業界11位ユナイテッドアローズは中価格帯を中心としていくそうです

営業利益率が減少しているユナイテッドアローズ

ユナイテッドアローズの2017年3月期の売上は1,455億円、営業利益が94億円(6.5%)だったそうです。

ここ数年の推移を見ると売上増加だが営業利益は減少となっていて、収益性が落ちているようです。


資料参照:ユナイテッドアローズIRより

これからユナイテッドアローズがどのような戦略で業績を伸ばしていくのか?

私達も参考になる事が書いてあったので紹介したいと思います。

これからどこに力をいれようとしているのか?

ユナイテッドアローズには20以上のブランドがありますが、メインの「ユナイテッドアローズ」だけで全体売上の70%を占めています。

そしてさらにユナイテッドアローズは「高価格部門」と「中価格部門」に分かれます。

【高価格部門】ユナイテッドアローズ 売上700億

【中価格部門】グリーンレーベルリラクシング 売上300億

中心は上記2つのブランドですが、決算書によると今後は「中価格部門」に力を入れていくとありました。

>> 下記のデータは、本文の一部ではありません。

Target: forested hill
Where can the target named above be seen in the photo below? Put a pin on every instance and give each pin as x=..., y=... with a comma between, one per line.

ユナイテッドアローズの強みはお客様との信頼関係=「接客力」であり、中価格部門に戦力を回すのはどうなのでしょうか?

私なりに考えてみました。

ユナイテッドアローズとグリーンレーベルリラクシング

まずは両者をもう少し詳しく分析してみました。

UA 88店舗 売上700億

GL 69店舗 売上300億

「UA1店舗あたり売上約8億円」で「GL1店舗あたり売上4億円」ですから、客単価は半分くらい。

1店舗にかかる固定費は両者ともに大差ないと思うので、GLの収益性はUAよりも確実に低いと思います。

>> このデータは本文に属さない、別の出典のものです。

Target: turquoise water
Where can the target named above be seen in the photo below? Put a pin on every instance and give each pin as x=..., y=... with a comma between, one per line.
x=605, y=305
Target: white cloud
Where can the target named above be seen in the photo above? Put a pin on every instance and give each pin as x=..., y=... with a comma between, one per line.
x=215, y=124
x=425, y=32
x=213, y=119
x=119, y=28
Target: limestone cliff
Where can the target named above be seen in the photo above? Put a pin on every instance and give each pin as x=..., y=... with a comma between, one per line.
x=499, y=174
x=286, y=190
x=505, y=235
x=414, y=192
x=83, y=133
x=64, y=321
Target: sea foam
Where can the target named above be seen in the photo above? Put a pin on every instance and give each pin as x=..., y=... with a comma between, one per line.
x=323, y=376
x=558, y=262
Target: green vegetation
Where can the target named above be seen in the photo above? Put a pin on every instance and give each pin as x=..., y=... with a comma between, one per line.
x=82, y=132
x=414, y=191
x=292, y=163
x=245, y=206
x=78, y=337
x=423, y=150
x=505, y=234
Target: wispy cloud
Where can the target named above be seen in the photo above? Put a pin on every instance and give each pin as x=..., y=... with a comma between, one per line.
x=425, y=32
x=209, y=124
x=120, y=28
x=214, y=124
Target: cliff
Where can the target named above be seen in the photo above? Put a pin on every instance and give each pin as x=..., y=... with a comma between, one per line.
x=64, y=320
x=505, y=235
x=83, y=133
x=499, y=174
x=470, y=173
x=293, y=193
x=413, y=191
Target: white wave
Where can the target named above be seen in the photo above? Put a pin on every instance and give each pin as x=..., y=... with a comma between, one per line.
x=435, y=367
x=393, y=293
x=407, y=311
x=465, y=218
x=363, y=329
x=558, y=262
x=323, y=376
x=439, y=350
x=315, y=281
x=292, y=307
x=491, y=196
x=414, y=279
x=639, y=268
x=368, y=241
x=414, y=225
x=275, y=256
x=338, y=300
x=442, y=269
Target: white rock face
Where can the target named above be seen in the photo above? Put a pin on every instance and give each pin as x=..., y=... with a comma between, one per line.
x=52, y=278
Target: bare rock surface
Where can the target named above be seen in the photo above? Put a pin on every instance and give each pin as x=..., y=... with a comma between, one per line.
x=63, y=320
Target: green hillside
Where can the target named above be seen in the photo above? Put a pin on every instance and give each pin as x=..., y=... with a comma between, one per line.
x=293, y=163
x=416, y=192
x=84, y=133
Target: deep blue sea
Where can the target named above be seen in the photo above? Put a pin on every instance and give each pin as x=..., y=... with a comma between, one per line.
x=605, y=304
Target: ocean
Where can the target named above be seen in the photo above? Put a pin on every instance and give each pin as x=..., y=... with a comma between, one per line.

つまり中価格帯に力を入れるという事は、収益性がさらに落ちるという事なのです。

値下げすると売上げが伸びる気がするのでやりがちですが、本当によく考えてやらないと収益は確実に落ちます。

確かに、「高級=良い」という価値観の時代ではないので「安さ」は分かりやすい方向転換ですが、収益性を上げる事を考えるならば「GLの店舗も人員も増やさずに売り上げを伸ばしていく何か」が必要です。

決算書には具体的な施策までは書かれていませんでした。

実店舗とECについて

「EC売上は前年比23.6%増」、「実店舗売上はー2.2%減」でしたのでECに力を入れていくのは間違いないでしょう。

EC売上 233億円

実店舗売上 1,222億円

となり売上高に占めるEC化率は16%になったそうです。アパレルではネット化率が10%と言われていますのでユナイテッドアローズはEC化率が高い方だと思います。

※以下は決算書からの抜粋

今後もECは拡大を見込んでいるが、それによって店舗の役割が終るとは考えていない。ECと店舗ではお客様のニーズが異なるため、双方の両立が不可欠である。

今後も「築き上げてきた信頼感」という強みをベースに、各種施策を実行することで、ECと実店舗の双方向からお客様満足を追求する。

一方、ECについては、まだ実店舗のサービスレベルに は追いついていないと考えているため、ECへの取り組みを今後も強化していく。

ユナイテッドアローズの強みである【お客様との信頼関係=接客力】を今後ECに落とし込んでいけるかが、課題である収益性の改善に繋がっていきそうです。

ここまでを考えると、もしかするとECは「グリーンレーベルリラクシング」をメインに据えて伸ばしていく戦略なのかも知れませんね。

最後に

「中価格帯」に力を入れるのは「高価格帯」が伸び悩んでいるからだと思いますが、その理由は「UAで買う理由」が薄れているのだと思います。

そう考えると「強みである接客をさらに深掘りして、メインであるUAに集中し業績を伸ばす」という戦略もあり得るのではないでしょうか。

「UAで買う理由を作ること」が最強の差別化になるのですが、考えるのはとても難しく時間がかかります。

その上で「中価格帯」の強化を選択したのかもしれません。

同じ業界なので非常に勉強になりました。